Features | March 22, 2016 | By:

Blue Peak Tents of West Chicago, Ill., installed one of Aztec Tents’ Tidewater tents for a lakeside wedding in Oakbrook, Ill. Lighting effects included a leaf pattern and pin spots bouncing off numerous crystal chandeliers over the dance floor.
Blue Peak Tents of West Chicago, Ill., installed one of Aztec Tents’ Tidewater tents for a lakeside wedding in Oakbrook, Ill. Lighting effects included a leaf pattern and pin spots bouncing off numerous crystal chandeliers over the dance floor.
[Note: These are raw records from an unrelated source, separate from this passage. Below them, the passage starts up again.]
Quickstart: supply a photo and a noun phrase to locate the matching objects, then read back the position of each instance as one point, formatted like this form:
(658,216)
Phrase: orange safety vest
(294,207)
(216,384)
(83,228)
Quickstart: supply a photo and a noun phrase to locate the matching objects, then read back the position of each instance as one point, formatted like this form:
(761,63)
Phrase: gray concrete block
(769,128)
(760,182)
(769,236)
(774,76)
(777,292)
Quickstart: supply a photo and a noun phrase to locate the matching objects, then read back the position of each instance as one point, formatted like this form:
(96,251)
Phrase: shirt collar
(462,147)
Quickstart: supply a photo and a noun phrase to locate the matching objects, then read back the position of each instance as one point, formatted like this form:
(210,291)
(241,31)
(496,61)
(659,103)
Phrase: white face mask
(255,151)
Martha Stewart has shown brides how to personalize their special day with everything from photo cakes and DIY paper fans. All of those romantic wedding photo spreads in her magazine also helped to popularize sailcloth tents.
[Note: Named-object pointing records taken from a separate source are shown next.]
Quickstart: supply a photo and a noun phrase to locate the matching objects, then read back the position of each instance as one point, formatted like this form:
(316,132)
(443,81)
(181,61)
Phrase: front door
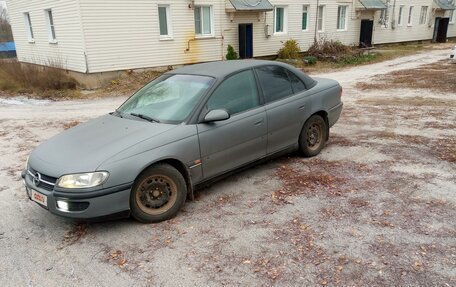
(365,37)
(228,144)
(440,30)
(245,41)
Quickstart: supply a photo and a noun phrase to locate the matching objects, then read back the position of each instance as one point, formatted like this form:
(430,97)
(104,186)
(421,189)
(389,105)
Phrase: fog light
(62,205)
Sperry Tents Seacoast in New Hampshire introduced sailcloth tents for weddings in the early 2000s. When Stewart showcased them in her magazine, they “caught on like wildfire,” says John Fuchs, general manager, special events for Anchor Industries Inc. in Evansville, Ind.

“Our customers have been telling us for the past year that sailcloth tents are quickly becoming a favorite for weddings,” he says. “The translucent tops glow, and you can do very dramatic things.” Part of the drama, he notes, comes from the ability to vary peak heights.
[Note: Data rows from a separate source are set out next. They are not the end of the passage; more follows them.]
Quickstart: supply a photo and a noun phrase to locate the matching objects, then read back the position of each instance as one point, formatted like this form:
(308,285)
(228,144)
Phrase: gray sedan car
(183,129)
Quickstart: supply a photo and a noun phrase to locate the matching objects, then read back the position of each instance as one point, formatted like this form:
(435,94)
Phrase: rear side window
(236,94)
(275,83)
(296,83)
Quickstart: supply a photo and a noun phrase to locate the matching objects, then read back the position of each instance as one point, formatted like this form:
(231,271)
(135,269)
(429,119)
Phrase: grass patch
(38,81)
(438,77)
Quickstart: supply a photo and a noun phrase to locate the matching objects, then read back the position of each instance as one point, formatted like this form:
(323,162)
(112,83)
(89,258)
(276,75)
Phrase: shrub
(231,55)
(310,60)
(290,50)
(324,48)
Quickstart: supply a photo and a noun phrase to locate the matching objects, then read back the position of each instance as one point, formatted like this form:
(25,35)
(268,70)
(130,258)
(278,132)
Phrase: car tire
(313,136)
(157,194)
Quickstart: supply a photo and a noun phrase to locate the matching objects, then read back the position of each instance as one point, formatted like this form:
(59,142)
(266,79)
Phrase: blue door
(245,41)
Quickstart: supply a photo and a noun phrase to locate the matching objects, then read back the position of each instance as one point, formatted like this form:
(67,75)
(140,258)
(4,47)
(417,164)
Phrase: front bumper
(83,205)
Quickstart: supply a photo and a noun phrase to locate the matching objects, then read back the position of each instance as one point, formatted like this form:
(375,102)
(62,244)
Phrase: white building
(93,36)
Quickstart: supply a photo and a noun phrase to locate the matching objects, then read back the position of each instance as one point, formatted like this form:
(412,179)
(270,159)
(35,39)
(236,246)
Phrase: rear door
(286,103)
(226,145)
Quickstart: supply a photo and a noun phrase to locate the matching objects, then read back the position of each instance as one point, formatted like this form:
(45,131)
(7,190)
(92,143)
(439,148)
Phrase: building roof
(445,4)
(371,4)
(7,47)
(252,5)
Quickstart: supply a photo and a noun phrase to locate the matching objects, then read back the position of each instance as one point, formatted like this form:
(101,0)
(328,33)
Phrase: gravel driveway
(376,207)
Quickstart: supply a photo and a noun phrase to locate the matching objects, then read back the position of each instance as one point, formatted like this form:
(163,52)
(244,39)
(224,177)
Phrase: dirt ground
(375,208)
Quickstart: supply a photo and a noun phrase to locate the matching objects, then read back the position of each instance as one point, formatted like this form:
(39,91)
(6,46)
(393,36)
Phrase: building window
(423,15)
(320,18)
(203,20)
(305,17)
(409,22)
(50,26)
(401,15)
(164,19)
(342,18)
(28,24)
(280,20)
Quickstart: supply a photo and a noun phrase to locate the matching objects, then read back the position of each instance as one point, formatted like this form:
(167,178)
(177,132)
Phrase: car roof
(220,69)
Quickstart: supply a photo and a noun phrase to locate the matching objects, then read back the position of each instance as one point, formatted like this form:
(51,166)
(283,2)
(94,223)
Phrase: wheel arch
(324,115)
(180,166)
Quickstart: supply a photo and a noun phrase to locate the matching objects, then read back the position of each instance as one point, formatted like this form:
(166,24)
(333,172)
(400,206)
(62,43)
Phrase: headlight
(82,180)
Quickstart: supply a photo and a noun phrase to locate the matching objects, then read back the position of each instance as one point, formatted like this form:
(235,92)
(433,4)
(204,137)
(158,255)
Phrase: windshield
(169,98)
“Sailcloth tents have brought back an aesthetic of the form of the tent and the natural beauty of light,” says Alex Kouzmanoff, vice president of Aztec Tents in Torrance, Calif. “Go on Pinterest and search under ‘wedding tent ideas’ and you will see amazing images that brides look at and say, ‘I want that for my wedding.’”

Kouzmanoff notes that sailcloth tents have led to complementary “rustic, shabby chic” decor. That may include unpolished wood tables with mismatched chairs, wine barrels and poles made from wood or from aluminum disguised to look like wood.

Tommy Wilson, director of special events for All Occasions Event Rental in Cincinnati, Ohio, says sailcloth tents “lend themselves to a farm or coastal style.” His company bought one in 2013 and now has three: two with wood poles and one with wood grain-finished aluminum poles.

“We have seen a steady increase in demand as they have become more popular on Pinterest,” he says. “We still do a lot of high-peak tension tents, which is a somewhat similar style, but the sailcloth is unique in that it has a transparent top, round ends, and wood or wood-finish poles. It’s just a softer, more romantic feel.”

Classic Event & Tent Rentals of Inglewood, Calif., has half a dozen sailcloth tents and rents them often, especially in California’s premier wine region, where romantic vineyard weddings are common.

“Napa is a good market for us,” says Keith Krzeminski, vice president of strategic accounts. “The sailcloth tent is more of a party tent than an exhibition tent. It’s a look that hasn’t been around for a long time. Pinterest, Facebook, and other social media have driven the sailcloth-tent market.

“From a rental perspective, they are a great product,” he continues. “People are willing to pay a premium for a new product with a stylish feel.”